Big brother
has nothing on the cultural demigods that permeate American
life. The fact that many businesses now afflict patrons
with loud, grating, hippity-rap music is a testament to
the power wielded by media mavens. At popular restaurants
these piped-in projections are often so intrusive, conversation
becomes impossible. Indeed, the din feeds on itself as
hearing-impaired diners who passively accept this aural
assault shout across the table like hikers communicating
over a vast chasm.
Almost everywhere--airports, auto repair centers, high school basketball games,
barber shops--electronic devices broadcast sound waves crafted by virtual conductors
who, for the last four decades, have decimated civility and murdered vocal
restraint. (Does anyone whisper anymore? And if the technique were employed,
could listeners decipher the words?)
Not even the nationwide bookseller near me is exempt from this pervasive tribute
to the deities of distraction. Occasionally, refined selections--like sheltered
eddies by a raging river--interrupt the persistent percussive pounding. But
even this "background" music is too loud. And the respite is brief. The dissonance
commences again--punctuated by extended cell-phone conversations involving
parties whose anvils and stirrups have doubtless been damaged by prior abuse.

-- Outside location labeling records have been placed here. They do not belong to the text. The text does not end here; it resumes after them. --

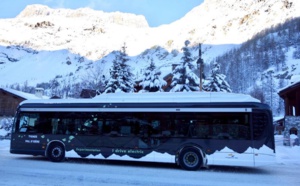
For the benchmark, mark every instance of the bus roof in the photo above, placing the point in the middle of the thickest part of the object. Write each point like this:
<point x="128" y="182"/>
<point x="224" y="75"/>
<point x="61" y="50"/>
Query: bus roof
<point x="158" y="97"/>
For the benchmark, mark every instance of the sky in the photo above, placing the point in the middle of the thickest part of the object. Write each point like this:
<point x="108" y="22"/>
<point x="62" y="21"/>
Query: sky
<point x="156" y="12"/>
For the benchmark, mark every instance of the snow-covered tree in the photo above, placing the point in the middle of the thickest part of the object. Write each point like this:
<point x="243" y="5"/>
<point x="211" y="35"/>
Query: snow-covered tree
<point x="184" y="79"/>
<point x="216" y="82"/>
<point x="121" y="79"/>
<point x="152" y="81"/>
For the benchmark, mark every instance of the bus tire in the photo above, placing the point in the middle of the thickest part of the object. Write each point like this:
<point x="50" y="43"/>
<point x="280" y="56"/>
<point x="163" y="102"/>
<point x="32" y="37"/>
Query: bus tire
<point x="56" y="152"/>
<point x="190" y="159"/>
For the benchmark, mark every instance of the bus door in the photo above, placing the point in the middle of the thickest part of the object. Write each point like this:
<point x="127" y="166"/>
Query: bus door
<point x="26" y="137"/>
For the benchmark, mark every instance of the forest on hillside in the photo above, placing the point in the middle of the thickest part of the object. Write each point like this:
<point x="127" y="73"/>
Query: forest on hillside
<point x="261" y="66"/>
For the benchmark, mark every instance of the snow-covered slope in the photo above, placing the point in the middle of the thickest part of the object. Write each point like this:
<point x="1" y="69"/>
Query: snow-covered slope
<point x="60" y="42"/>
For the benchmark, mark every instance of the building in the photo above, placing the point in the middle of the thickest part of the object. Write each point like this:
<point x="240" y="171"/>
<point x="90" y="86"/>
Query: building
<point x="291" y="97"/>
<point x="10" y="99"/>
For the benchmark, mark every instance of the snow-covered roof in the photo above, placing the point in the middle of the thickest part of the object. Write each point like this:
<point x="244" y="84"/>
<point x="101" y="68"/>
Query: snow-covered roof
<point x="176" y="97"/>
<point x="158" y="97"/>
<point x="24" y="94"/>
<point x="295" y="79"/>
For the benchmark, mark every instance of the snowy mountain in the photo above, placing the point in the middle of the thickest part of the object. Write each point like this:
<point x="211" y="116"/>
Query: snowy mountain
<point x="67" y="47"/>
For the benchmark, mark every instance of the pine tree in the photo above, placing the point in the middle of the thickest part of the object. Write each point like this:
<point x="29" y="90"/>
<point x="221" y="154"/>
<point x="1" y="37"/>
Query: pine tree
<point x="184" y="79"/>
<point x="152" y="81"/>
<point x="216" y="82"/>
<point x="121" y="79"/>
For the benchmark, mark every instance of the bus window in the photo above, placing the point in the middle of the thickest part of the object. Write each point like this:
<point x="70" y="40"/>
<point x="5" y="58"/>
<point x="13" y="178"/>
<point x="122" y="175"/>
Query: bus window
<point x="28" y="123"/>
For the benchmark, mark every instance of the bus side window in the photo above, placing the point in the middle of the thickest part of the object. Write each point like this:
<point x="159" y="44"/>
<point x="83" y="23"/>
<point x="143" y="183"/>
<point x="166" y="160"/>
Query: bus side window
<point x="23" y="124"/>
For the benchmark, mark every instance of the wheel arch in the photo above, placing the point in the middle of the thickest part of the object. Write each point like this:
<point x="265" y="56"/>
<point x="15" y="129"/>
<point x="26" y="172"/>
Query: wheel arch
<point x="194" y="146"/>
<point x="54" y="142"/>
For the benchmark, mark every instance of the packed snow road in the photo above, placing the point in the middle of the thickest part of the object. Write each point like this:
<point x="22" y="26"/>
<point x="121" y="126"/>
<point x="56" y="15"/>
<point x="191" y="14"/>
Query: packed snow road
<point x="30" y="170"/>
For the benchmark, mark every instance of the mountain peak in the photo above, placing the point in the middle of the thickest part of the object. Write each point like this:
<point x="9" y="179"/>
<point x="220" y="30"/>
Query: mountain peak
<point x="131" y="20"/>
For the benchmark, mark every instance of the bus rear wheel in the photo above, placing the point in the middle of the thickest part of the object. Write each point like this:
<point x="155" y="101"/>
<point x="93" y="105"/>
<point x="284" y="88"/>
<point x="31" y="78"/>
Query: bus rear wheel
<point x="190" y="159"/>
<point x="56" y="152"/>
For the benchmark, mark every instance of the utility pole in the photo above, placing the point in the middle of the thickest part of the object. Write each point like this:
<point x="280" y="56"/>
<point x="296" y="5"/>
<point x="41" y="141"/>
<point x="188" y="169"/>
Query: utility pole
<point x="200" y="65"/>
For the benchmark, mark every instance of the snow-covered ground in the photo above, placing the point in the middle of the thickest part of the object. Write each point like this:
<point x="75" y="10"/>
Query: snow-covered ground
<point x="28" y="170"/>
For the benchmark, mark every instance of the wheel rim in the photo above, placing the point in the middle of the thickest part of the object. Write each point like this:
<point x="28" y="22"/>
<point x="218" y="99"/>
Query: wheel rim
<point x="190" y="159"/>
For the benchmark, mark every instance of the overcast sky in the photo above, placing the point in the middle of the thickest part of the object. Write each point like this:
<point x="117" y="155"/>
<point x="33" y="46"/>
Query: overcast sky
<point x="157" y="12"/>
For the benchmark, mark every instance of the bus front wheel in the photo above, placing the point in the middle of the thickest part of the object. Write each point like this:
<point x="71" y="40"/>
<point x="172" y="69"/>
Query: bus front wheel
<point x="190" y="159"/>
<point x="56" y="152"/>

If one has the misfortune of sitting within fifty feet of this store’s juvenile
section, the high-pitched screams of unrestrained brats will be added to the
mix. A menagerie of wild beasts don’t create the cacophony generated by these
homo non-sapiens romping through an establishment once devoted to intellectual
reflection. When even bookstores become purveyors of mind-numbing clamor, you
know you’re in trouble.
What once would have raised howls of protest, is now meekly endured
by milquetoasts too cowed to glare in unison at clueless parents or
to inform the manager that
his "music" is irritating and offensive. Instead, customers dutifully genuflect
toward the Huns who shroud our sensibilities with emotional smog. These SNL,
MTV, Leno-Letterman barbarians no longer pound at the gate. Rather, they own
the portal key--the means of communication.

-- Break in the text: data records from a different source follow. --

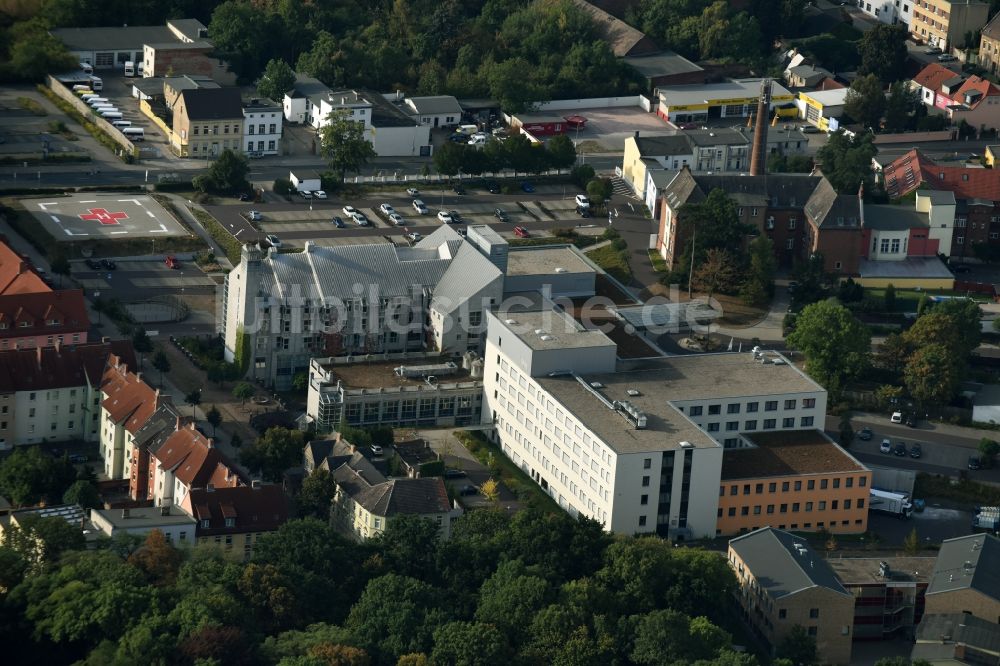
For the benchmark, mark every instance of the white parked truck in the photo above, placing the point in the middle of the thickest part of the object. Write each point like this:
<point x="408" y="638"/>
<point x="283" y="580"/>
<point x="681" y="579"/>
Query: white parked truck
<point x="892" y="503"/>
<point x="987" y="518"/>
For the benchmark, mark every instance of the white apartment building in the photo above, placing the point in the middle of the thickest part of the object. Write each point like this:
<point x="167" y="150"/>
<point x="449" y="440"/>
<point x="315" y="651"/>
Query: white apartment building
<point x="262" y="127"/>
<point x="284" y="309"/>
<point x="888" y="11"/>
<point x="635" y="445"/>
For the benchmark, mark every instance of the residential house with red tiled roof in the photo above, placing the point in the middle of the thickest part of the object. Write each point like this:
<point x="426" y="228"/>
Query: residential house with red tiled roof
<point x="127" y="402"/>
<point x="235" y="519"/>
<point x="43" y="318"/>
<point x="17" y="276"/>
<point x="934" y="80"/>
<point x="185" y="460"/>
<point x="976" y="194"/>
<point x="366" y="501"/>
<point x="53" y="393"/>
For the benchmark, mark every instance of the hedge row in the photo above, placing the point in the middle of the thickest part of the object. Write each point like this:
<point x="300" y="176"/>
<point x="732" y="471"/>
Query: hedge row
<point x="226" y="241"/>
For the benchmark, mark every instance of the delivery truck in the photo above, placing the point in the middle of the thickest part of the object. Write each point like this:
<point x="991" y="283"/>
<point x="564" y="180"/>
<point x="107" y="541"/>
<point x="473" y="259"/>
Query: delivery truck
<point x="890" y="502"/>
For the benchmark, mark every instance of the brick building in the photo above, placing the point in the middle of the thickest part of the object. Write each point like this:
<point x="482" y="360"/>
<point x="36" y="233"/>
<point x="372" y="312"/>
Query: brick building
<point x="798" y="480"/>
<point x="782" y="583"/>
<point x="976" y="198"/>
<point x="889" y="593"/>
<point x="966" y="578"/>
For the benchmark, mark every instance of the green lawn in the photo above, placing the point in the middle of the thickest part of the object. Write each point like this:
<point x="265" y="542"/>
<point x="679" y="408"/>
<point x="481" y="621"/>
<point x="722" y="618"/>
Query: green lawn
<point x="908" y="299"/>
<point x="613" y="261"/>
<point x="659" y="264"/>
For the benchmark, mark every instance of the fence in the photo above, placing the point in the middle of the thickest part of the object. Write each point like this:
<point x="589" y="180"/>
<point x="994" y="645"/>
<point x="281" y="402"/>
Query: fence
<point x="81" y="107"/>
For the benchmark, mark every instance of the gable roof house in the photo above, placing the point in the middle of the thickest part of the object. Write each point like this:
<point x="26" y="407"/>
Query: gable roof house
<point x="54" y="393"/>
<point x="206" y="121"/>
<point x="365" y="502"/>
<point x="782" y="583"/>
<point x="966" y="578"/>
<point x="42" y="319"/>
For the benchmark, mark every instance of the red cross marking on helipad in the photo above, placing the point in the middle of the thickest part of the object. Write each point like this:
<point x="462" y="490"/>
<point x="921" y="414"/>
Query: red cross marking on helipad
<point x="103" y="216"/>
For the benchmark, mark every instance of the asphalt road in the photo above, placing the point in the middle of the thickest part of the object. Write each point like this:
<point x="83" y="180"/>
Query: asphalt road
<point x="942" y="453"/>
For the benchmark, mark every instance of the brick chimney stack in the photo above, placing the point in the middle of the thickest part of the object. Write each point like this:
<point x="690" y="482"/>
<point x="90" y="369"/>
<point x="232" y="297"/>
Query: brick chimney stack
<point x="758" y="156"/>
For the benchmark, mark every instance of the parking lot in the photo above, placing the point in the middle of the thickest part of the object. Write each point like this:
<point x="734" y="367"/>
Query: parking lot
<point x="90" y="216"/>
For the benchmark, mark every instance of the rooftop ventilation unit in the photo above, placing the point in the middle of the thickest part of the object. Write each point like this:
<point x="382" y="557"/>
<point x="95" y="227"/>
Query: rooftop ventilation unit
<point x="408" y="371"/>
<point x="636" y="416"/>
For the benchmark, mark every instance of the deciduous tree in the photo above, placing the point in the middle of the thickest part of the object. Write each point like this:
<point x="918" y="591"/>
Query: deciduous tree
<point x="344" y="144"/>
<point x="836" y="345"/>
<point x="277" y="79"/>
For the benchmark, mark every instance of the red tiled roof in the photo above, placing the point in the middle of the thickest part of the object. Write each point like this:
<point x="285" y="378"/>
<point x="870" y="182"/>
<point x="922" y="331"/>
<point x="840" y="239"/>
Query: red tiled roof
<point x="27" y="314"/>
<point x="260" y="509"/>
<point x="975" y="84"/>
<point x="906" y="173"/>
<point x="933" y="75"/>
<point x="62" y="366"/>
<point x="194" y="460"/>
<point x="17" y="275"/>
<point x="128" y="399"/>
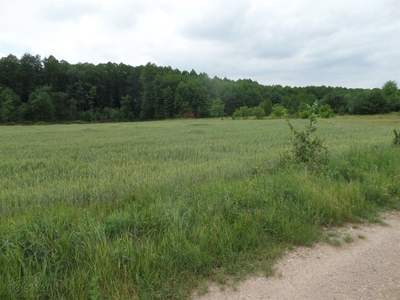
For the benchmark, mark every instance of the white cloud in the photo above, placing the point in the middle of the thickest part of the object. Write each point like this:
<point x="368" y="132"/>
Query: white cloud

Incessant noise, crude humor, and shallow sensuality fills our public space--flooding
into the street from boxes that blare similar messages in private homes. It
is a fitting backdrop for lives devoid of depth--for nose-pierced pop-cultural
clones, mall-rat rebels, and 9-to-5 commuters engrossed in the permutations
of celebrity justice.
Amid this raucous decadence, tolerance is a one-way street. Principled individuals
are asked to defer to the sensibilities of those who find the word "Christmas" offensive.
On the other hand, when crude, insulting, and noxious material is broadcast
in public, these same individuals are expected to "be open" to the expression
of "alternate perspectives". In such a society, being a good sport is synonymous
with moral cowardice. After all, only those with a conscience (or those with
hearing intact) are obliged to leave their "hangups" at home.

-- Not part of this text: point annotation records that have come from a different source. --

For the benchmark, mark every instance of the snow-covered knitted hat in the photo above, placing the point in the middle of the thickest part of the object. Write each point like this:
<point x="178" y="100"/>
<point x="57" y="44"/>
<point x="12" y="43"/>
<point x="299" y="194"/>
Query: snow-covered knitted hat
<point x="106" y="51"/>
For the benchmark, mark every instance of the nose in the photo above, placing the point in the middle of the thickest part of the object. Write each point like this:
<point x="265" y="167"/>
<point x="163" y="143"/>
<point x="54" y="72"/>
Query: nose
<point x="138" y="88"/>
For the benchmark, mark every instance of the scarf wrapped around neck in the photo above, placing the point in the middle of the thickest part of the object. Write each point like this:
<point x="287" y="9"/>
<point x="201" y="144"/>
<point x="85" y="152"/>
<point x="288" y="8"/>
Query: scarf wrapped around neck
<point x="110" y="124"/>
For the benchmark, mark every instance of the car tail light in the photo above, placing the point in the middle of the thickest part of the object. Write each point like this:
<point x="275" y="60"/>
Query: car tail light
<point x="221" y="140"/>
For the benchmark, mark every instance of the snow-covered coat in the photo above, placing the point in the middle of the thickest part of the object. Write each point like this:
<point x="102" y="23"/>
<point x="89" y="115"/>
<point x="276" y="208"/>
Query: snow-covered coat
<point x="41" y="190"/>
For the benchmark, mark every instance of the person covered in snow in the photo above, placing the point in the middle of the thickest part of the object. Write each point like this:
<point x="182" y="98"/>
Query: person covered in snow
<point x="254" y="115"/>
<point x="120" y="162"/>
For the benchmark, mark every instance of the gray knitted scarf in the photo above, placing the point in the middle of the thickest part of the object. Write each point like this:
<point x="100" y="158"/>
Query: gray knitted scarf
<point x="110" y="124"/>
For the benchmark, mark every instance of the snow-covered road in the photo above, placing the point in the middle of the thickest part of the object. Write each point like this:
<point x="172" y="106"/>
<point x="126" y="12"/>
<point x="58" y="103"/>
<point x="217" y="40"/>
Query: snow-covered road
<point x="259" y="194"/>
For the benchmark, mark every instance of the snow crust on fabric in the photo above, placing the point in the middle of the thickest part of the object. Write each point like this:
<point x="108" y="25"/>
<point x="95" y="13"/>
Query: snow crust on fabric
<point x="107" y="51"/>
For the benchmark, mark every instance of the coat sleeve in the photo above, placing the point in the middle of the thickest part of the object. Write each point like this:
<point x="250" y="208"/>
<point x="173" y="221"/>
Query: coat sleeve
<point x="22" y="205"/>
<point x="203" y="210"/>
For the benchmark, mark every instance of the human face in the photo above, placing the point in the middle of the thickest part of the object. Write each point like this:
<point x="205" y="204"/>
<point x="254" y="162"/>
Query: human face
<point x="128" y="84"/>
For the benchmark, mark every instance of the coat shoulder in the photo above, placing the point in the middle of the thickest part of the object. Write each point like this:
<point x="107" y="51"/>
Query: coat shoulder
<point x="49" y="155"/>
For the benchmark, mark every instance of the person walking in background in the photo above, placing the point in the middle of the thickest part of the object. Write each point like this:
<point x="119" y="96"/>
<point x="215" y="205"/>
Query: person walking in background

Mel Brooks, as the 2000-year-old man, once made this reply to Carl
Reiner’s
question about the secret to planetary peace: "If everyone in the world ...
would play ... a violin, we would be bigger and better than Mantovani." The
effect of filling our ears (and souls) with virulent electronic emissions has
had the opposite result--producing a culture where reflection, tranquility,
and considerateness are increasingly rare.
This debilitating trend will only be reversed when Americans summon the courage
to demand decorum in public. Each intervention creates momentum toward a decent
society and makes it more likely that frustrated fence-sitters will also take
up the challenge of calling brutishness exactly what it is.